Risiken und Nebenwirkungen

Im Prinzip hat eine Zentralbank drei Funktionen:

  1. Niedrige Inflation
  2. Vollbeschäftigung
  3. Finanzmarktstabilität

Diese drei Punkte sind natürlich nicht voneinander unabhängig. Als nach den beiden inflationären Schocks –  Corona-Pandemie und Krieg in der Ukraine – die Inflation hartnäckig hoch blieb, gerieten die Zentralbanken unter Druck, die Leitzinsen schnell anzuheben. Mit den Leitzinsanhebungen verfolgten sie die Absicht, über eine Abkühlung der wirtschaftlichen Aktivität – ohne eine Rezession in Kauf nehmen zu müssen – die Inflation zu dämpfen. Aber in der Vergangenheit wurde eine von der Zentralbank verursachte Disinflation (fallende Inflation) ohne Rezession so gut wie nie erreicht. Weil die Verschärfung der geldpolitischen Haltung so schnell passiert ist, sind als Kollateralschaden leider auch die Risiken für die Finanzmarktstabilität angestiegen.

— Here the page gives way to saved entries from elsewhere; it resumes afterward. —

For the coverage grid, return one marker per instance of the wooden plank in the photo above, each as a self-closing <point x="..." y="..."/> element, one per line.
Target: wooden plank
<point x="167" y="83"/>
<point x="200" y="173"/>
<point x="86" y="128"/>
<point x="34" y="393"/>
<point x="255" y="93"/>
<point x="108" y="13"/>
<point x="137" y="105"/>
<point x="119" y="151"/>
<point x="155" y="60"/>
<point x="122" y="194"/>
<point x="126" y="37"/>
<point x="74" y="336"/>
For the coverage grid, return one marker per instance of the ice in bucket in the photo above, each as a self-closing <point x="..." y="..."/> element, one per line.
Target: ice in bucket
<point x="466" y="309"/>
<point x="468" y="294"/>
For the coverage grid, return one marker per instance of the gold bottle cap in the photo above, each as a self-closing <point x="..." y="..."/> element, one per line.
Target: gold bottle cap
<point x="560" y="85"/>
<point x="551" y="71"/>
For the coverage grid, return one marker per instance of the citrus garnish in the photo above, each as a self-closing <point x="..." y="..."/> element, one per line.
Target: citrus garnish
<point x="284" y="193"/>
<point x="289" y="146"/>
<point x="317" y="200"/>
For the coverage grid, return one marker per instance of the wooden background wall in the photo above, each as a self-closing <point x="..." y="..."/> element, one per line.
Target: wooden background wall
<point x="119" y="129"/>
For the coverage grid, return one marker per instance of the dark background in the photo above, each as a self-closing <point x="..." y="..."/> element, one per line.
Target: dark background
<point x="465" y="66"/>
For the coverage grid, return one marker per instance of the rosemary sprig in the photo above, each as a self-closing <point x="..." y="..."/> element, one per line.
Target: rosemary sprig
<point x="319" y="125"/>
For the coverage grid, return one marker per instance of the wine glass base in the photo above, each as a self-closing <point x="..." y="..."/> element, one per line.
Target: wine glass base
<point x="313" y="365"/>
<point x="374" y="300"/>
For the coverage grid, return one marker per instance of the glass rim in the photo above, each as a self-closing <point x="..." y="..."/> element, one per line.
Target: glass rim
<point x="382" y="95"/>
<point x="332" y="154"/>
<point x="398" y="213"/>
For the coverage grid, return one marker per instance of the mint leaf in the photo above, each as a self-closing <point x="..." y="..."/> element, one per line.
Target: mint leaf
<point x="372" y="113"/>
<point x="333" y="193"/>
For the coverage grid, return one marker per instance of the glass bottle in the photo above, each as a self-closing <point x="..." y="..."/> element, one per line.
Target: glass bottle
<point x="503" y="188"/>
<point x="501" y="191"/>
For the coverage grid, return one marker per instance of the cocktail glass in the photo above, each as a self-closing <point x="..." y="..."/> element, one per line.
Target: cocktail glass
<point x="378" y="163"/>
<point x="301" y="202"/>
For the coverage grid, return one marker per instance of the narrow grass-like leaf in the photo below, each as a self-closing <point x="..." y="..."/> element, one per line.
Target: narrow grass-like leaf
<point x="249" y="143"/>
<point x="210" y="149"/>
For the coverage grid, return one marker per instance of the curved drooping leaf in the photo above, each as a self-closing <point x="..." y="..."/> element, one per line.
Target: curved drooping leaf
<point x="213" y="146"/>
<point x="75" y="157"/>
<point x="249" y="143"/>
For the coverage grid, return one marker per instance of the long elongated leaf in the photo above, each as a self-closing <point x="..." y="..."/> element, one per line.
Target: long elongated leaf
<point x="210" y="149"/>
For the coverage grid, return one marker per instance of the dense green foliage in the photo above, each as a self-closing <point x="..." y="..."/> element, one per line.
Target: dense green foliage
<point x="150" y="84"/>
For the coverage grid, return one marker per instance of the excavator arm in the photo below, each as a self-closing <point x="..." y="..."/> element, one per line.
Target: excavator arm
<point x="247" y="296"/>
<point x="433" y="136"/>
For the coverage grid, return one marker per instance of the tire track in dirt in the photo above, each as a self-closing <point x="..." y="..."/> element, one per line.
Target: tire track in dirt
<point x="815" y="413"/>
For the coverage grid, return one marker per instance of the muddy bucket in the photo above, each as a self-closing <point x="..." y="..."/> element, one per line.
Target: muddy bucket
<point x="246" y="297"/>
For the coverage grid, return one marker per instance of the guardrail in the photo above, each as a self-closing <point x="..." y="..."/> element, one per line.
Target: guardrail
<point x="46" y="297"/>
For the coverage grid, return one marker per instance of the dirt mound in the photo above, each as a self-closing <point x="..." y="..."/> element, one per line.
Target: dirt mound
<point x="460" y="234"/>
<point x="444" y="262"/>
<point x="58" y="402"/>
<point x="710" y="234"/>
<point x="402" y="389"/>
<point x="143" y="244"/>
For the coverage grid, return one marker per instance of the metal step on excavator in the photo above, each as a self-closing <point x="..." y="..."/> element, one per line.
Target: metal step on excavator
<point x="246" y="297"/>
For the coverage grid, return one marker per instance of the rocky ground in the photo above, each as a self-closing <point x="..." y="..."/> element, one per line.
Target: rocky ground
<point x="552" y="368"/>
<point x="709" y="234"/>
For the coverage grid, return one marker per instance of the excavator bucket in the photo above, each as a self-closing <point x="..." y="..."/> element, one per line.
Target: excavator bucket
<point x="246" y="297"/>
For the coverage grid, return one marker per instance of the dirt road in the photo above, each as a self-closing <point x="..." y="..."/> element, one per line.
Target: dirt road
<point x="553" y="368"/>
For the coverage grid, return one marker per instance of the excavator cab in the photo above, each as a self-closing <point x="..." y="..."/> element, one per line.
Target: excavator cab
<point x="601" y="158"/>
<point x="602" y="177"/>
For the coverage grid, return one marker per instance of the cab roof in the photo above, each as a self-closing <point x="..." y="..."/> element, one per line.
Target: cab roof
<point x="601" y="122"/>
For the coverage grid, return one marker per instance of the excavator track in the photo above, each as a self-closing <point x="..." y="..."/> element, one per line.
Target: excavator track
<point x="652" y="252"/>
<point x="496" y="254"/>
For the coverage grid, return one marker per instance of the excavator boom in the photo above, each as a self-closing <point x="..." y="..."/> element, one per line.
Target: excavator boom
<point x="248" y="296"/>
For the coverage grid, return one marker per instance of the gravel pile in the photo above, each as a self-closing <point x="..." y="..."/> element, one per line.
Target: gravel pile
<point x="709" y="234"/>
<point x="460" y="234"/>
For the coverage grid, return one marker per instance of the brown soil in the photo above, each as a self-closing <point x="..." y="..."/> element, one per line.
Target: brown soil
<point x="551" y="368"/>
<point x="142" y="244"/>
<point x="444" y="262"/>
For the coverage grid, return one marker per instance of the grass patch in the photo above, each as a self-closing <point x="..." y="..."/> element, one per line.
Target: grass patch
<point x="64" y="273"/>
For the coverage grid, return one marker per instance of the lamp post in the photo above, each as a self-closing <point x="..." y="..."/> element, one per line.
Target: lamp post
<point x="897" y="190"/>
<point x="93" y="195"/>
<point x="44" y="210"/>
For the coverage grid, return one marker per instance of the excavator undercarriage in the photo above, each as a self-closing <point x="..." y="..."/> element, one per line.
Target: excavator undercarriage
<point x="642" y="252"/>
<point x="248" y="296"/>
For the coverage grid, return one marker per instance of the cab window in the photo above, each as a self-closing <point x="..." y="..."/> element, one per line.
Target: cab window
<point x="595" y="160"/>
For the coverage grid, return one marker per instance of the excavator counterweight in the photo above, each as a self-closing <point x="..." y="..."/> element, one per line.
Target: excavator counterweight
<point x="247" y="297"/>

Wahrscheinlichkeit einer fallenden Inflation steigt

Auch wenn die Finanzmarktstabilität gewährleistet bleibt – dafür spricht das schnelle Eingreifen der Zentralbanken – könnte als Auswirkung ein restriktiveres Kreditumfeld übrig bleiben. Bereits vor der jüngsten Vertrauenskrise haben die Banken in den USA und der Eurozone die Kreditvergaberichtlinien verschärft. Daraufhin fiel das Kreditwachstum deutlich. Diese Entwicklung könnte sich fortsetzen, denn die Kapitalkosten der Banken sind angestiegen (niedrigere Aktienkurse, höhere Anleiherenditen). Der negative Kreditimpuls (fallende Kreditvergabe) könnte zusätzlich auf das Wirtschaftswachstum und die Beschäftigung drücken. Einzig positiv ist, dass damit auch die Wahrscheinlichkeit für eine fallende Inflation auf mittlere Sicht zugenommen hat.

Nachsatz: Wenn die Zentralbanken allerdings auf die Risiken für die Finanzmarktstabilität reagieren, indem sie die Leitzinsen nicht mehr (kräftig) anheben, aber die Nebenwirkung einer wirtschaftlichen Abschwächung nicht eintritt, steigen die Inflationsrisiken sogar an.